Rape, Sexual Assault and Harassment is never acceptable. It is never the victim's fault and those who perpetrate it chose to do so.  Sex in any form or any sexual acts where a person has not given their consent is against the law. If the person is in any way incapacitated they are not able to give their consent and as a result any such act is a violation of that person.

Sexual violence is a general term used to describe any sexual activity or act (including online) that was unwanted, or where there was pressure, coercion or force. 
 
Rape is a criminal offence which is described as  when a man uses his penis to penetrate someone's vagina, anus or mouth without their consent (the person did not agree to it). The victim of the offence can be a woman or man. 

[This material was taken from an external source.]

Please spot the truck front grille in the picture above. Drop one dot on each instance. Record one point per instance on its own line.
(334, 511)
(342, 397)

Sexual Assault  Sexual assault is a criminal offence and contrary to the university grievance and disciplinary procedures. A person commits sexual assault if they intentionally touch another person, the touching is sexual and the person does not consent.  It is a wider term than rape and describes when a person without consent engages in any other form of sexual activity which results in physical contact with the victim, directly, through clothing, with a part of the body or an object. This includes sexually touching someone, sexual penetration with an object or part of the attacker’s body other than a penis.  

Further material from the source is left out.